Between 1989 and 1996, 1500 children were introduced to tennis through TOP. During this period, the children ranged between ages 8 and 10 years old. The focus was on those who were good students and exhibited tennis skills. However, TOP lacked the funding to provide academic tutoring and an intense on-court training regime. In 1996, as the level of funding increased, TOP changed its focus from that of introducing large numbers of children to the game of tennis, to that of coaching those who had established themselves as good players and good students, but nevertheless were economically disadvantaged and thus lacked the opportunity to further their tennis development. The belief was that as children became competitive players, their self-esteem would rise, and the lessons they learned that served them well on court would enhance other more important areas of their lives, such as academics and citizenship.

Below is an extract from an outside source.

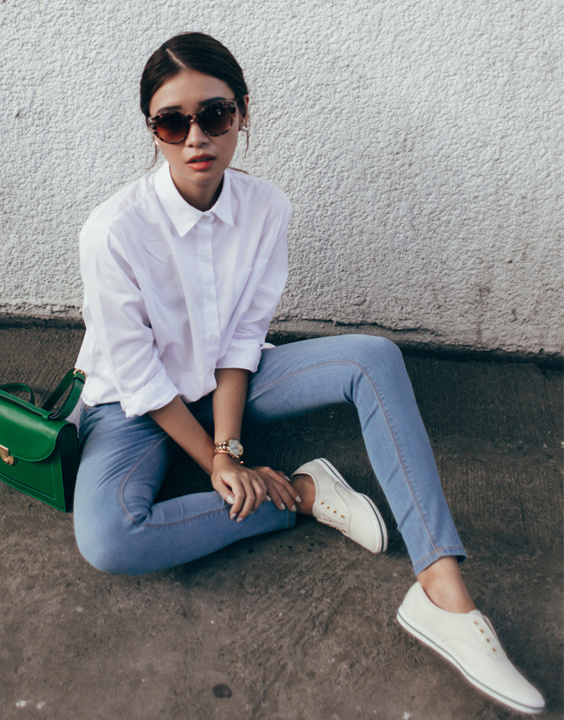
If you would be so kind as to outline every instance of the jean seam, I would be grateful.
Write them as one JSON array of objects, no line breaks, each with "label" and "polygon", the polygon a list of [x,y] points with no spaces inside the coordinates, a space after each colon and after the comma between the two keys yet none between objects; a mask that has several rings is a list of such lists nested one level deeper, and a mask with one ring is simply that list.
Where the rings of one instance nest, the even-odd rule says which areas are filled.
[{"label": "jean seam", "polygon": [[143,455],[141,455],[141,456],[139,457],[139,459],[137,460],[137,462],[135,463],[135,465],[134,465],[132,468],[130,468],[129,472],[127,473],[127,475],[123,478],[123,480],[122,480],[121,483],[120,483],[120,486],[119,486],[119,502],[120,502],[120,505],[121,505],[121,507],[122,507],[122,510],[123,510],[124,514],[129,518],[130,522],[133,523],[134,525],[141,525],[141,524],[143,524],[143,520],[137,520],[137,518],[135,518],[135,517],[129,512],[129,509],[128,509],[127,504],[126,504],[126,502],[125,502],[125,498],[124,498],[124,496],[123,496],[123,495],[124,495],[124,490],[125,490],[125,485],[126,485],[127,481],[131,478],[131,476],[133,475],[133,473],[135,472],[135,470],[137,470],[137,468],[141,465],[141,463],[144,462],[145,459],[146,459],[147,457],[149,457],[149,455],[150,455],[154,450],[156,450],[156,449],[159,447],[159,445],[162,445],[163,442],[165,442],[166,440],[168,440],[168,438],[169,438],[169,436],[165,434],[162,438],[160,438],[160,440],[158,440],[158,442],[156,442],[156,443],[154,443],[153,445],[151,445],[150,448],[147,448],[147,450],[143,453]]},{"label": "jean seam", "polygon": [[205,518],[212,515],[219,515],[221,512],[227,509],[227,505],[222,505],[221,507],[214,508],[213,510],[206,510],[205,512],[200,512],[197,515],[191,515],[190,517],[183,518],[182,520],[173,520],[172,522],[168,523],[152,523],[152,522],[142,522],[138,523],[139,525],[143,525],[144,528],[147,528],[148,530],[162,530],[163,528],[168,527],[174,527],[175,525],[184,525],[192,522],[193,520],[200,520],[201,518]]},{"label": "jean seam", "polygon": [[[428,557],[432,557],[433,555],[435,555],[438,552],[443,552],[443,550],[447,550],[450,553],[452,550],[464,550],[464,548],[462,547],[462,545],[441,545],[439,547],[434,547],[431,552],[428,552],[425,555],[423,555],[423,557],[417,561],[417,564],[425,562]],[[466,553],[465,550],[464,550],[464,553]]]},{"label": "jean seam", "polygon": [[[228,508],[229,508],[228,505],[222,505],[221,507],[214,508],[213,510],[206,510],[205,512],[198,513],[197,515],[192,515],[189,518],[184,518],[183,520],[173,520],[172,522],[169,522],[169,523],[142,522],[142,523],[137,523],[137,524],[138,525],[142,524],[143,528],[147,528],[148,530],[161,530],[163,528],[173,527],[174,525],[183,525],[183,524],[190,523],[194,520],[201,520],[202,518],[206,518],[211,515],[219,515],[221,512],[223,512],[224,510],[227,510]],[[288,513],[288,515],[290,515],[290,513]],[[288,520],[289,519],[290,519],[290,517],[288,517]],[[232,522],[235,522],[235,520],[233,520]],[[291,525],[290,522],[287,522],[286,527],[287,528],[293,527],[293,525]]]},{"label": "jean seam", "polygon": [[427,553],[417,560],[417,562],[413,563],[415,574],[419,575],[420,572],[423,572],[423,570],[429,567],[429,565],[442,557],[452,557],[455,555],[462,558],[467,557],[466,550],[462,547],[462,545],[443,545],[441,547],[434,548],[432,552]]},{"label": "jean seam", "polygon": [[427,533],[427,537],[429,538],[429,540],[430,540],[430,542],[431,542],[431,545],[432,545],[433,548],[435,549],[435,548],[437,547],[437,541],[436,541],[436,539],[435,539],[435,537],[434,537],[434,534],[431,532],[431,529],[429,528],[429,525],[428,525],[428,523],[427,523],[427,520],[425,519],[425,514],[424,514],[424,512],[423,512],[423,505],[422,505],[422,503],[420,502],[419,497],[417,496],[417,493],[415,492],[415,490],[414,490],[414,488],[413,488],[413,485],[412,485],[412,483],[411,483],[411,481],[410,481],[409,473],[408,473],[408,471],[407,471],[407,463],[406,463],[406,461],[405,461],[405,457],[404,457],[404,455],[403,455],[403,452],[402,452],[402,450],[401,450],[401,447],[400,447],[399,443],[397,442],[397,440],[396,440],[396,438],[395,438],[395,434],[394,434],[394,430],[393,430],[393,424],[392,424],[392,420],[391,420],[391,418],[390,418],[390,416],[389,416],[389,413],[388,413],[388,409],[387,409],[386,402],[385,402],[383,396],[381,395],[381,393],[379,393],[379,391],[378,391],[377,387],[375,386],[375,384],[374,384],[374,385],[372,384],[371,378],[368,376],[368,374],[366,373],[366,371],[364,370],[364,368],[359,367],[359,369],[360,369],[361,372],[363,373],[364,377],[368,380],[368,382],[369,382],[370,386],[372,387],[372,389],[373,389],[373,391],[374,391],[374,394],[375,394],[375,396],[376,396],[376,398],[377,398],[377,400],[378,400],[378,403],[380,404],[380,407],[381,407],[382,412],[383,412],[383,414],[384,414],[384,418],[385,418],[385,420],[386,420],[386,427],[388,428],[388,432],[390,433],[390,437],[392,438],[392,442],[394,443],[394,447],[395,447],[395,449],[396,449],[396,453],[397,453],[398,459],[399,459],[399,461],[400,461],[400,466],[401,466],[401,468],[402,468],[402,473],[403,473],[405,482],[406,482],[406,484],[407,484],[407,487],[409,488],[409,492],[410,492],[410,494],[411,494],[411,497],[412,497],[412,499],[413,499],[413,502],[414,502],[414,504],[415,504],[415,507],[417,508],[417,512],[418,512],[418,514],[419,514],[419,517],[421,518],[421,522],[422,522],[422,524],[423,524],[423,527],[425,528],[425,532]]},{"label": "jean seam", "polygon": [[[192,515],[191,517],[189,517],[189,518],[184,518],[183,520],[173,520],[172,522],[169,522],[169,523],[151,523],[151,522],[147,522],[146,520],[138,520],[134,515],[131,514],[131,512],[130,512],[129,509],[127,508],[127,503],[125,502],[125,498],[124,498],[125,485],[126,485],[127,481],[131,478],[131,475],[132,475],[132,474],[135,472],[135,470],[137,470],[137,468],[141,465],[141,463],[144,462],[144,460],[145,460],[154,450],[156,450],[156,449],[159,447],[159,445],[161,445],[161,444],[162,444],[163,442],[165,442],[166,440],[168,440],[168,436],[165,435],[165,437],[162,437],[158,442],[156,442],[156,443],[154,443],[153,445],[151,445],[151,447],[148,448],[148,449],[145,451],[145,453],[139,458],[139,460],[135,463],[135,465],[129,470],[129,472],[127,473],[127,475],[126,475],[126,476],[124,477],[124,479],[121,481],[120,488],[119,488],[120,504],[121,504],[121,506],[122,506],[122,509],[123,509],[124,513],[125,513],[125,514],[127,515],[127,517],[129,518],[130,522],[131,522],[133,525],[138,525],[138,526],[139,526],[139,525],[143,525],[143,527],[146,527],[146,528],[166,528],[166,527],[171,527],[171,526],[173,526],[173,525],[181,525],[182,523],[188,523],[188,522],[190,522],[191,520],[197,520],[198,518],[204,517],[204,516],[206,516],[206,515],[213,515],[214,513],[219,513],[220,511],[226,509],[226,508],[227,508],[227,505],[224,504],[224,505],[222,505],[221,507],[215,508],[215,509],[213,509],[213,510],[206,510],[205,512],[198,513],[198,515]],[[149,513],[149,514],[150,514],[150,513]]]},{"label": "jean seam", "polygon": [[[404,460],[404,457],[403,457],[403,453],[401,452],[401,449],[400,449],[400,447],[399,447],[399,445],[398,445],[398,443],[397,443],[397,440],[396,440],[396,438],[395,438],[394,432],[393,432],[393,430],[392,430],[392,424],[391,424],[391,421],[390,421],[389,416],[388,416],[386,404],[384,403],[383,399],[381,398],[380,393],[379,393],[379,391],[378,391],[378,388],[377,388],[376,385],[372,382],[372,379],[371,379],[370,376],[368,375],[368,373],[367,373],[367,371],[365,370],[365,368],[363,368],[361,365],[355,363],[355,362],[352,361],[352,360],[340,360],[340,361],[338,361],[338,362],[325,362],[325,363],[319,363],[319,364],[312,364],[312,365],[309,365],[307,368],[301,368],[300,370],[296,370],[295,372],[290,373],[290,374],[288,374],[288,375],[284,375],[284,376],[282,376],[282,377],[278,377],[278,378],[276,378],[275,380],[273,380],[272,382],[268,383],[267,385],[263,385],[260,389],[257,389],[256,391],[253,391],[253,393],[250,393],[249,396],[248,396],[248,400],[250,400],[252,397],[254,397],[255,395],[257,395],[260,391],[265,390],[266,388],[272,387],[273,385],[276,385],[276,384],[279,383],[279,382],[282,382],[282,381],[287,380],[287,379],[289,379],[289,378],[295,377],[295,376],[297,376],[297,375],[302,375],[303,373],[309,372],[310,370],[315,370],[315,369],[323,368],[323,367],[331,367],[331,366],[334,366],[334,365],[351,365],[352,367],[356,368],[357,370],[359,370],[359,371],[362,373],[362,375],[366,378],[366,380],[368,381],[370,387],[372,388],[372,391],[373,391],[374,396],[375,396],[375,398],[376,398],[376,400],[377,400],[377,402],[378,402],[378,405],[379,405],[380,409],[382,410],[382,414],[383,414],[383,416],[384,416],[384,420],[385,420],[385,423],[386,423],[386,428],[388,429],[388,432],[389,432],[389,434],[390,434],[390,438],[391,438],[391,440],[392,440],[392,443],[393,443],[394,448],[395,448],[395,451],[396,451],[396,455],[397,455],[398,460],[399,460],[399,462],[400,462],[400,467],[401,467],[401,469],[402,469],[402,474],[403,474],[403,477],[404,477],[404,481],[405,481],[407,487],[409,488],[409,493],[410,493],[410,495],[411,495],[411,497],[412,497],[412,499],[413,499],[413,503],[414,503],[415,507],[417,508],[417,513],[418,513],[418,515],[419,515],[419,517],[420,517],[420,519],[421,519],[421,523],[422,523],[423,527],[425,528],[425,532],[427,533],[427,537],[429,538],[429,541],[431,542],[431,545],[433,546],[433,548],[435,548],[437,543],[436,543],[436,541],[435,541],[435,538],[434,538],[433,534],[430,532],[430,529],[429,529],[429,527],[428,527],[428,524],[427,524],[427,521],[425,520],[424,515],[423,515],[422,512],[421,512],[421,506],[420,506],[419,499],[416,497],[416,495],[415,495],[415,493],[414,493],[414,491],[413,491],[413,487],[412,487],[411,482],[410,482],[410,480],[409,480],[409,476],[408,476],[407,469],[406,469],[406,466],[405,466],[405,460]],[[353,404],[354,404],[354,403],[353,403]],[[358,407],[357,407],[357,411],[358,411]]]},{"label": "jean seam", "polygon": [[[123,478],[123,480],[122,480],[121,483],[120,483],[120,488],[119,488],[119,500],[120,500],[120,505],[121,505],[121,507],[122,507],[122,510],[123,510],[124,514],[127,516],[127,518],[128,518],[129,521],[132,523],[132,525],[137,525],[137,526],[141,526],[141,525],[142,525],[143,528],[147,528],[148,530],[159,530],[159,529],[163,529],[163,528],[167,528],[167,527],[173,527],[173,526],[175,526],[175,525],[182,525],[182,524],[185,524],[185,523],[187,524],[187,523],[192,522],[193,520],[198,520],[198,519],[200,519],[200,518],[208,517],[208,516],[211,516],[211,515],[216,515],[216,514],[219,514],[219,513],[221,513],[221,512],[224,512],[225,510],[227,510],[229,506],[228,506],[227,503],[225,503],[225,501],[224,501],[224,504],[223,504],[223,505],[221,505],[220,507],[214,508],[213,510],[206,510],[205,512],[200,512],[200,513],[198,513],[197,515],[192,515],[192,516],[190,516],[190,517],[188,517],[188,518],[183,518],[182,520],[173,520],[172,522],[168,522],[168,523],[151,523],[151,522],[147,522],[146,520],[138,520],[136,517],[134,517],[134,516],[131,514],[131,512],[130,512],[130,511],[128,510],[128,508],[127,508],[127,504],[126,504],[125,498],[124,498],[124,496],[123,496],[123,495],[124,495],[125,485],[126,485],[127,481],[131,478],[131,475],[132,475],[132,474],[135,472],[135,470],[137,470],[137,468],[141,465],[141,463],[142,463],[154,450],[156,450],[156,449],[159,447],[159,445],[161,445],[161,444],[162,444],[163,442],[165,442],[166,440],[168,440],[168,436],[167,436],[167,435],[165,435],[165,437],[162,437],[158,442],[156,442],[156,443],[154,443],[153,445],[151,445],[151,447],[148,448],[148,449],[145,451],[145,453],[139,458],[139,460],[138,460],[138,461],[135,463],[135,465],[129,470],[129,472],[127,473],[127,475]],[[287,523],[287,527],[290,527],[290,523]]]}]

TOP began to focus on providing participants with financial assistance, tennis coaching, and academic mentoring. The desire was to have the participants understand that achievement in a sport without achievement in academics and life is not true success. In essence, the shift was from helping children participate in tennis, to helping children achieve overall excellence.
In 1999, TOP added a division called Future Stars to introduce younger children, ages four to ten years of age, to tennis. In its history, the total number of participants served each year, depending on available funds, has ranged from 15 to 185. Between 1989 and 1996, approximately 185 children participated each year; between 1997 and 2002, due to change in focus, 15 to 25 children participated. Currently, 30 children are in the program.